Sunday night we went to Havensight Marina, surrounded by millions of dollars in Yachts, we watched Frozen oceanside. It is a beautiful outside shopping area with stores like Coach and Louis Vuitton. They have restaurants and froyo. Oh FUCK, I said "froyo", I am a yuppie. There were people like us, with small children, that had migrated here from cold big cities. It was nice to meet people that were like us. Scarlett acted out the movie in front of a hundred people, and Jason and I sat there, laughing, drinking a beer, and basked in our choices. She is something, I've never met someone I like more. She is beautiful, fierce, funny, and particular, all the qualities I love in a human.
Memorial Day we played in the pool, ate, and relaxed. Jason worked a while, and I wrote. We are starting to get in a groove here.
It seems like every five minutes I am coming to an understanding of why someone left my life, why something didn't work out the way I wanted it to, and why, even though I tried really hard, why my plan was not to be. If I would have gotten what I wanted a million times, I could not be living my life, the one that is my reality today. It's strange really, the webs we think we are weaving, and the ones that are actually being weaved. All the times I was disappointed in someone or something, it was just my lack of patience, my lack of faith in what was to come.
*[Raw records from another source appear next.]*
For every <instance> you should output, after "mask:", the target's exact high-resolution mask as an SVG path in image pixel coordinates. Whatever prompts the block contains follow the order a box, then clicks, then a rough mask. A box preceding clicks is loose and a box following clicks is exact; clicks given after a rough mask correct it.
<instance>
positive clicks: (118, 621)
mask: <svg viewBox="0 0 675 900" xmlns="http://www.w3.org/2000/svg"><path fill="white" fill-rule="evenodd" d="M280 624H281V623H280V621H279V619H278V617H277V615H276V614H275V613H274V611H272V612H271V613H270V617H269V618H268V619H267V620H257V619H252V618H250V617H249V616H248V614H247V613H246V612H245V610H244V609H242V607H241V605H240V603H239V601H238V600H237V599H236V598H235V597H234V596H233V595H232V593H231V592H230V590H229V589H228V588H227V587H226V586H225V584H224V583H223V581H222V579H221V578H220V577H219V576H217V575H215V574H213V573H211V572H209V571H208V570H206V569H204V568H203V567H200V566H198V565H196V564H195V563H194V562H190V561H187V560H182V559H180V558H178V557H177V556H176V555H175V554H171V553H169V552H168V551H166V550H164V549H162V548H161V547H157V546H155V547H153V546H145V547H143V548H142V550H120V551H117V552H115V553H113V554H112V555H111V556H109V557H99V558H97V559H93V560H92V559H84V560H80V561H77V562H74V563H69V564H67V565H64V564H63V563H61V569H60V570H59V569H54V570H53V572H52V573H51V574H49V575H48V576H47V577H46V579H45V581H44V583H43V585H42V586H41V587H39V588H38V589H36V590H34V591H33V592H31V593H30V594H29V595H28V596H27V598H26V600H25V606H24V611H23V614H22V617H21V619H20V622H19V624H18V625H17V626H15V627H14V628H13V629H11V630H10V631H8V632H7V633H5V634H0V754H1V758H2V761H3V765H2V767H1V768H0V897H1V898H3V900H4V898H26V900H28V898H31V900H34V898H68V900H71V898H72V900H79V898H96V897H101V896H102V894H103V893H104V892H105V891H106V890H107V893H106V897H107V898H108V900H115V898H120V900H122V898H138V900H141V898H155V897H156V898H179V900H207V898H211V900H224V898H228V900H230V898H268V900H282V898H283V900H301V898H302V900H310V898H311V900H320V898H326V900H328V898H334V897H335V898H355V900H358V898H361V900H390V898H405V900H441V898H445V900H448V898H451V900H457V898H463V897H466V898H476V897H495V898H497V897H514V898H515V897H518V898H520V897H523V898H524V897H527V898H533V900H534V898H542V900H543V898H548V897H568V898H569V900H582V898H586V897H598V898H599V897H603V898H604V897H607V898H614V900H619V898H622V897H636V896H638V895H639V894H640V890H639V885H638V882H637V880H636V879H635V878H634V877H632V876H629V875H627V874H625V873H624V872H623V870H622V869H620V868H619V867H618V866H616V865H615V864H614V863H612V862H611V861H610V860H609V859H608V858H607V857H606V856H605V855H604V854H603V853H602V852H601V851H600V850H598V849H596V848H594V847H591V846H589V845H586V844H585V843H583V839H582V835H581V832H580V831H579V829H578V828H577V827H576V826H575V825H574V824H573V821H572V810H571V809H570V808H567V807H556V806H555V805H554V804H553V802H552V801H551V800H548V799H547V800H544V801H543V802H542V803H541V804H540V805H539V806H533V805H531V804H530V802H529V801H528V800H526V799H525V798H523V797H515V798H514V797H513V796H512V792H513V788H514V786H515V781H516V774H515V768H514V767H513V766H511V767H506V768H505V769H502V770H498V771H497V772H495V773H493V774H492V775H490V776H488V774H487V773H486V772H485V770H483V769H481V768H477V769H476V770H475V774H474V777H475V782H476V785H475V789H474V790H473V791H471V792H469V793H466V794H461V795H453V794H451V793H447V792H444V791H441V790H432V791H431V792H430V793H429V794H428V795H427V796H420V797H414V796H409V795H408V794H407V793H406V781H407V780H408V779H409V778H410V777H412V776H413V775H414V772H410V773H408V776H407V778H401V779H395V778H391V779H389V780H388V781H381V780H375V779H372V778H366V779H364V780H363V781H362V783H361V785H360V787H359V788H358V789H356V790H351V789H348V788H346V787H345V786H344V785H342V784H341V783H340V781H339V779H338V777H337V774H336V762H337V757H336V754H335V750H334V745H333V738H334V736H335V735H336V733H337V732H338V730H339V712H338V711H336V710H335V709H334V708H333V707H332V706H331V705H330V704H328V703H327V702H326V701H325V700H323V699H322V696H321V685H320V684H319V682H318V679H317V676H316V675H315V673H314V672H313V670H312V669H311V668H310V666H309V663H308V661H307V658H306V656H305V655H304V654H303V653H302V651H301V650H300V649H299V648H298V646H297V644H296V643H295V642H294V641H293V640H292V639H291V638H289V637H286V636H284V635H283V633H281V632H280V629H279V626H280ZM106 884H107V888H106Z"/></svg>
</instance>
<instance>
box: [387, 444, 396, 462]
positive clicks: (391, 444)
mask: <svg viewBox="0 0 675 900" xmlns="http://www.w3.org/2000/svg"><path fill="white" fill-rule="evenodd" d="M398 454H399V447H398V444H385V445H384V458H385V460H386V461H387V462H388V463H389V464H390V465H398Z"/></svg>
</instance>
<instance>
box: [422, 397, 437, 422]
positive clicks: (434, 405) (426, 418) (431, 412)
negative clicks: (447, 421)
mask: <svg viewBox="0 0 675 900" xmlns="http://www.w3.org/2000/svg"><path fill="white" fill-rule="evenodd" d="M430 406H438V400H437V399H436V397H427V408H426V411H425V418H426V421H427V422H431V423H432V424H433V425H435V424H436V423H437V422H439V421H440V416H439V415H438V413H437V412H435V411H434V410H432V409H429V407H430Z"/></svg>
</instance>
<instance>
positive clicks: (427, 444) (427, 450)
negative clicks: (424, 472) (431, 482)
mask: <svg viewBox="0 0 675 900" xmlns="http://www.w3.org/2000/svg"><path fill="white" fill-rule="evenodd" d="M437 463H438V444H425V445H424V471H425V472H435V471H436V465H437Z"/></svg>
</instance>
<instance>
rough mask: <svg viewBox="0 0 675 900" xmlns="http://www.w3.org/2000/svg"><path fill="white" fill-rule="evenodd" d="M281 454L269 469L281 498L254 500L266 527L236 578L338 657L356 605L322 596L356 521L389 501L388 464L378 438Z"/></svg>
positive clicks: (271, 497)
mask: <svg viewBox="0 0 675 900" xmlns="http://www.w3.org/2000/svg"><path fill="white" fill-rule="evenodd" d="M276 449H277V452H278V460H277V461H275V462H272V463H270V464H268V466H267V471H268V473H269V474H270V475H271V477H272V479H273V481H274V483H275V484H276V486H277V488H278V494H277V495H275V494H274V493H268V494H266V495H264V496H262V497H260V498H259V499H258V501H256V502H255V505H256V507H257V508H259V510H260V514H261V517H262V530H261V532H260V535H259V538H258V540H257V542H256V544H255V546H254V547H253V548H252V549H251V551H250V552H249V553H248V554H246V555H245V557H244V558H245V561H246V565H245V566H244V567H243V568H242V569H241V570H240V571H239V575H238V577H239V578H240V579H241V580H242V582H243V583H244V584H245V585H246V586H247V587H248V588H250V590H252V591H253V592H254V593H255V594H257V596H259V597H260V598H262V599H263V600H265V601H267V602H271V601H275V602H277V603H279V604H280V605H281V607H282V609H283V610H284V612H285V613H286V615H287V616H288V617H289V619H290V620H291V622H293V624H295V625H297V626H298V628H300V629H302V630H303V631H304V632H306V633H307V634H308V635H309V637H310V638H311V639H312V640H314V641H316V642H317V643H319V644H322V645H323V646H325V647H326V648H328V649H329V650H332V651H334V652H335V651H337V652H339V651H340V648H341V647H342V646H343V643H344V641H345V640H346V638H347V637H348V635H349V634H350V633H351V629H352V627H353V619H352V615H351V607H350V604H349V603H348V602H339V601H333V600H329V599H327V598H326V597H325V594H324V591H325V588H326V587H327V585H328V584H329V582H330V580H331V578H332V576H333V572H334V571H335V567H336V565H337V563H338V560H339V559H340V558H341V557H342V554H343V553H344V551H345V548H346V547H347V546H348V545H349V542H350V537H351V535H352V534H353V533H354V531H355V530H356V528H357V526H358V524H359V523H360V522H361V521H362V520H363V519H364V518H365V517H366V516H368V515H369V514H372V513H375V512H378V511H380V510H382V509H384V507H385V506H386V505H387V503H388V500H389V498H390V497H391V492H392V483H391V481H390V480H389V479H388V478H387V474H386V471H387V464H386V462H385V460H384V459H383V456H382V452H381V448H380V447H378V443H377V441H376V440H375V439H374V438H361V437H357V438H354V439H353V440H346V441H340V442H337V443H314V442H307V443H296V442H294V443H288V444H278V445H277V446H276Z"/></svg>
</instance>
The SCORPION SAGA. We are on an island, every plant looks like something out of Horton Hears a Who, and the animals are even more odd. The cockroaches are HUGE with wings, there are lizards big and small, really big, and really small. There are mosquitos that oddly seem like they are members of MENSA, between Jason and my IQ, we are not able to outsmart these fuckers. Next step, technology, we've ordered a "mosquito trap", we are also embracing history by bringing in a mosquito net for our bed. Two nights ago I decided to dust the floor free of my hair in my bathroom with a piece of toilet paper, RIGHT THERE... A SCORPION. He rushed quickly between the baseboard and the tile, he's fast. Scorpions are seriously ugly creatures, and though this guy is just about an inch long, he scares the shit out of me. After about an hour of rooting and spraying lysol in the baseboard crack, we still could not find him, and I am pretty sure Jason thought I was hallucinating. Day two... I cleaned every floor desperately, called Lionel the exterminator, my new BFF, he calmed me down, but not all the way... Still nothing. It wasn't until nightfall that that little cocky bastard went off his guard. He obviously underestimated my neurosis.... I walked into the bathroom, and there is his ass sticking out of that baseboard, like he was getting paid to do it... I grab my hair cutting scissors, and briefly think to myself I shouldn't own these, just in case I am ever inspired to use them on myself, and flick him out... IT WAS HIM, DEAD, or so I thought... Scarlett sleeping just feet away in our bed.. I whisper yell to Jason down stairs... "I found the scorpion, he's dead, we got him"... Jason saunters upstairs while I go back to bask in his deadness. ALL OF A SUDDEN, he comes to, and shoots under the baseboard again... NOOOO.... He's gone. Jason seriously thinks I'm loosing it... I hand him an emery board, "GET HIM, He's under there" I whisper scream. He flips him out on the floor... and SPLAT. He's gone. Flushed... and we celebrate with a Mango beer out on the deck... I'm in a weird episode of animal planet.
So we've been here a month.. A MONTH in The Virgin Islands. Holy Shit.